By looking at this judgment, one cannot help but think that this is an aspect of the “acte clair” doctrine in action: it may be recalled that in CILFIT the EU Court of Justice had affirmed that the domestic courts before which a “question of EU law” was pending, which was “relevant” for the decision of a specific case, could refrain from making a reference if it thought that the “answer was so obvious as to leave no reasonable doubt” as regards what its solution should be; in that context, the court emphasised that this would be the case if the same question had been dealt with in an earlier case (although the facts or the nature of the proceedings were not exactly identical). Against this background, it is suggested that the challenge of alcohol minimum pricing legislation constitutes one such case: the Court of Session, acting like a proper “Union court, relied on the existing acquis in order to address a sensitive question, after having dealt with all the questions of fact and taking into account the “margin of discretion” to be accorded to the domestic authorities responsible for judgments that were “policy-laden” in their essence. As paragraphs 106 and 107 indicate, had the Court of Session been unable to give “its own answer”, a reference may have been justified. However, as Lord Doherty’s careful consideration of the issues shows, petitioning the Court in Luxembourg when the domestic judge could clearly adopt his own conclusions, in light of established principles and of a clear factual picture, was not necessary.

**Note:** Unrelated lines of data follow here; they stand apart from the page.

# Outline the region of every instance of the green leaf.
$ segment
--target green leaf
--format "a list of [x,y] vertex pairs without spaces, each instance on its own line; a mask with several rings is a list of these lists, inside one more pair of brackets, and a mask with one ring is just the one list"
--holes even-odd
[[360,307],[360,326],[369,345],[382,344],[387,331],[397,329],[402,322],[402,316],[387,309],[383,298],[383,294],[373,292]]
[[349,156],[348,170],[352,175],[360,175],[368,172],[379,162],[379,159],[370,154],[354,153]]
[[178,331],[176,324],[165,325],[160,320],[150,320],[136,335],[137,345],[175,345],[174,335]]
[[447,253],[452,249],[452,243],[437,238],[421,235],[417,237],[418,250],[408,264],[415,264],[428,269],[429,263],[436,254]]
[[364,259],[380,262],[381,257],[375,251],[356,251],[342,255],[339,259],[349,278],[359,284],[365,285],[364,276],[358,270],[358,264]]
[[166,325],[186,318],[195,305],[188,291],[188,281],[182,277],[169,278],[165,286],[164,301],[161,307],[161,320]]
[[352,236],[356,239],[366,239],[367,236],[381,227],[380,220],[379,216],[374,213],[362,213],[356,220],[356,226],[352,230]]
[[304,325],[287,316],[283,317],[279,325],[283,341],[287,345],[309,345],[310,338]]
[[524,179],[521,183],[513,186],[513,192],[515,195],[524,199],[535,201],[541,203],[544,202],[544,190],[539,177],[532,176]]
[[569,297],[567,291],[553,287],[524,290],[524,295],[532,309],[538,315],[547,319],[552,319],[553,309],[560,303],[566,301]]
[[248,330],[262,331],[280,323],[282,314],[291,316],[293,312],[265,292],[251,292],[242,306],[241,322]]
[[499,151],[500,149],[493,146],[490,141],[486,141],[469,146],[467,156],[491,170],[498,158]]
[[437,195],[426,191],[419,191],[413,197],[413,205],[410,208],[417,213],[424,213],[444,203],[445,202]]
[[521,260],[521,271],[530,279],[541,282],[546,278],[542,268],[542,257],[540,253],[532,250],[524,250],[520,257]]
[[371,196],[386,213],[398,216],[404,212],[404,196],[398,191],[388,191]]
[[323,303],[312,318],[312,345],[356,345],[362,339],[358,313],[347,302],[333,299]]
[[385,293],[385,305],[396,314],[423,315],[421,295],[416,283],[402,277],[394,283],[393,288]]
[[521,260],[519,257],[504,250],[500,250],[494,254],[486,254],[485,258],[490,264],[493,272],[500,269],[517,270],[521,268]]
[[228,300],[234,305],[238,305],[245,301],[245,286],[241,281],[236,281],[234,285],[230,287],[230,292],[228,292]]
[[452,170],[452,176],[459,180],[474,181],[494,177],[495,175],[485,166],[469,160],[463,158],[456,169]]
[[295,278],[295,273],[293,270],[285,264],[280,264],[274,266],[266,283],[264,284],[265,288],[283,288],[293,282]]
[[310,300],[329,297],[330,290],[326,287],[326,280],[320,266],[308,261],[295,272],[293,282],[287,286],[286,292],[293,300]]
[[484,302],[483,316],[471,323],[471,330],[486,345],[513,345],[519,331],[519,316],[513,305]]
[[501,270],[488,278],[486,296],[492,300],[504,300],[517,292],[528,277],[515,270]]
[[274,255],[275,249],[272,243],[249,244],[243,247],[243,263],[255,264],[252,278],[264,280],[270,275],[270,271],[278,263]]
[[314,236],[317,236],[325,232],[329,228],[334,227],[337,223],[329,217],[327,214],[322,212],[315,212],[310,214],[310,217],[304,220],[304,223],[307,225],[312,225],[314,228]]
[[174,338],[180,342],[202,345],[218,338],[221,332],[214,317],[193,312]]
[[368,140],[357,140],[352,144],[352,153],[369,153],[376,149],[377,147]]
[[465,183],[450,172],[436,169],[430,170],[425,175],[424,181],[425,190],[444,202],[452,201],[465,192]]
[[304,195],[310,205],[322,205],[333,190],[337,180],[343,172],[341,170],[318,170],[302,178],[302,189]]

Over the years, the Scottish Courts have been criticised for the paucity of the references they made to the EU Court of Justice: however, in light of this recent decision, one may perhaps be forgiven for thinking that this is the consequence of “Euro scepticism” among Scottish judges! To the contrary, if Lord Doherty’s careful assessment of the compatibility of the Alcohol (Minimum Pricing) (Scotland) Act is anything to go by, it could be argued that the small number of references made so far can be explained as a consequence of the willingness of the Court of Session (and perhaps of the Scottish Courts generally) to engage actively with the EU law acquis and to apply complex principles to the cases pending before it before seeking guidance from the Luxembourg court. Could this be a sign of things to come for the future-in other words, greater confidence on the part of domestic courts to act as “Union courts” in the course of their day-to-day administration of justice? Surely it seems that Scotland could “blaze a trail” in this area.